In October 12, 2012, I wrote about CalPERS’ proposed adoption of regulations governing personal trading by members of its Board of Administration and employees. Although I did offer a few technical comments on the proposed rules (see CalPERS’ Final Statement of Reasons), I questioned the conceptual basis for those rules. In particular, I noted that it seemed unlikely that public issuers would be disclosing material, nonpublic information to CalPERS in light of Regulation FD and CalPERS’ general inability to provide assurances of confidentiality.
Over the weekend, John Ortiz at The Sacramento Bee reported:
“Federal investigators are looking into allegations that CalPERS violated insider trading laws this year when it purchased $26.6 million in restricted stock and then decided it didn’t need to reverse the trades when they were discovered.”
Readers may recall that in 2005, the Securities and Exchange Commission issued a Section 21(a) report
with respect to the The Retirement Systems of Alabama (RSA). At the time, RSA had no policies prohibiting insider trading. Notably, RSA had entered into a written non-disclosure agreement with the issuer that specifically prohibited trading in reliance on material, non-public information.
CalPERS issued a response that essentially denied the existence of any material, non-public information:
After a thorough review by our legal, compliance and investment offices, including interviews with the investment officers who were involved with the transactions, it was concluded that CalPERS traders were not in possession of any material, non-public information about these two stocks at the time of the CalPERS trades. It was further concluded that there was no evidence of any insider trading or any other violations of federal securities laws. We are confident that our policies and processes were followed in identifying and addressing this issue.
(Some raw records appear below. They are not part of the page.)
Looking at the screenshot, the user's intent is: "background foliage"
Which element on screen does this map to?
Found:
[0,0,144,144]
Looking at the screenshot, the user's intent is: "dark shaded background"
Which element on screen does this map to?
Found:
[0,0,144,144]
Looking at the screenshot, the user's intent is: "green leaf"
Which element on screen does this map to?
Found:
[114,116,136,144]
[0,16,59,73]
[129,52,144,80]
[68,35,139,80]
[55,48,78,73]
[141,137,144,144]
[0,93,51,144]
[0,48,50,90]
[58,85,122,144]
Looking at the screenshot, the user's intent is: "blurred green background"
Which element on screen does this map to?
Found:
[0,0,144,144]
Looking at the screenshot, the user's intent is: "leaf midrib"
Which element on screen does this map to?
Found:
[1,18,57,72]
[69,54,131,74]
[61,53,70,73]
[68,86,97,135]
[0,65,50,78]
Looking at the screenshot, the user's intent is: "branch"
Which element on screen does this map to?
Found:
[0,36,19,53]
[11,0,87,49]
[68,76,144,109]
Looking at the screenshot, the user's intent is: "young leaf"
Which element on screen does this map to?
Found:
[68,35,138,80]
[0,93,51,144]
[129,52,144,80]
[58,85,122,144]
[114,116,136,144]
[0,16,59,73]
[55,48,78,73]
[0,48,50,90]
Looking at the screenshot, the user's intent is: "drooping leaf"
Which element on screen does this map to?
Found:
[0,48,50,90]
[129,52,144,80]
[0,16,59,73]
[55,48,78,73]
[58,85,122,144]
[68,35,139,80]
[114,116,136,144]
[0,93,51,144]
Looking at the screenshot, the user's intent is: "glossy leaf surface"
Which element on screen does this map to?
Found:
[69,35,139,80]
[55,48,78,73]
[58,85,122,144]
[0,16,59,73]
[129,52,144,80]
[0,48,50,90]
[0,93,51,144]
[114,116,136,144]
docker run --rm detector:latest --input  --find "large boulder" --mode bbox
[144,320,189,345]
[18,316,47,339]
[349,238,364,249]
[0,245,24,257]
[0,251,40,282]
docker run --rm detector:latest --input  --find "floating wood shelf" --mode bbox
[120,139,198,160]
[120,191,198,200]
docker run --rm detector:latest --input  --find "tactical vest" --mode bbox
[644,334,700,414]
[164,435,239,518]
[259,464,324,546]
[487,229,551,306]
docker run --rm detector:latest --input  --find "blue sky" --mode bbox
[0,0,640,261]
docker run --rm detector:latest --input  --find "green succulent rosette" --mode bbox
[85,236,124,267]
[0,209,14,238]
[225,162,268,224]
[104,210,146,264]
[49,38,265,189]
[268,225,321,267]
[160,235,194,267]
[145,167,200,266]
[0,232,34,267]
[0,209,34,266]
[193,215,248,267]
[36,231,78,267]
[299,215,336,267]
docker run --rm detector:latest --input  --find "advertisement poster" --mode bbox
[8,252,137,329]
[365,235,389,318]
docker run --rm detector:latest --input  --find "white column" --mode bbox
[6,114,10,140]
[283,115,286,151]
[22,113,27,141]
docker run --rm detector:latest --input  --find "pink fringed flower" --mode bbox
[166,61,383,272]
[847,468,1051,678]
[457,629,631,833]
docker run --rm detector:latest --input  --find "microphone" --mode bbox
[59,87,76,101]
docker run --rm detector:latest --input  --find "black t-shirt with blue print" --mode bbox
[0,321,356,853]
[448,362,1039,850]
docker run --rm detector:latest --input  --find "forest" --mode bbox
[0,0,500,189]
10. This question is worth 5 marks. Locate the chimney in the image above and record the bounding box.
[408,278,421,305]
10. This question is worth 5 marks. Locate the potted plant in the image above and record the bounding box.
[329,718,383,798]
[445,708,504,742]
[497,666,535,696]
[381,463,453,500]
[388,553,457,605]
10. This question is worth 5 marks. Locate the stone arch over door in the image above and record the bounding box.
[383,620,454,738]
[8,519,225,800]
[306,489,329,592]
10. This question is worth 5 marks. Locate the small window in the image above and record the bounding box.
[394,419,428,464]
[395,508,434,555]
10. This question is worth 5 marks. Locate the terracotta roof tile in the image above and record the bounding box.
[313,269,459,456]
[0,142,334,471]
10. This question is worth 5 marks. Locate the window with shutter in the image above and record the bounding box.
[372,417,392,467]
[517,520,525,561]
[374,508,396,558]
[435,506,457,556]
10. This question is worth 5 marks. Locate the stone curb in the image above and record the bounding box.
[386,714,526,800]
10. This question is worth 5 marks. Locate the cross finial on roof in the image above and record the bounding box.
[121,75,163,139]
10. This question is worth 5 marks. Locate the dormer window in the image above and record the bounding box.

CalPERS continues by patting itself on the back for having “implemented the most comprehensive personal trading program of any public pension system in the United States.” Having reviewed numerous insider trading policies over the years, my own view is that CalPERS has much to be modest about. In fact, I’ve never seen such an confusing and confused policy. Rather than saluting itself, CalPERS should be hasting to rewrite its policy.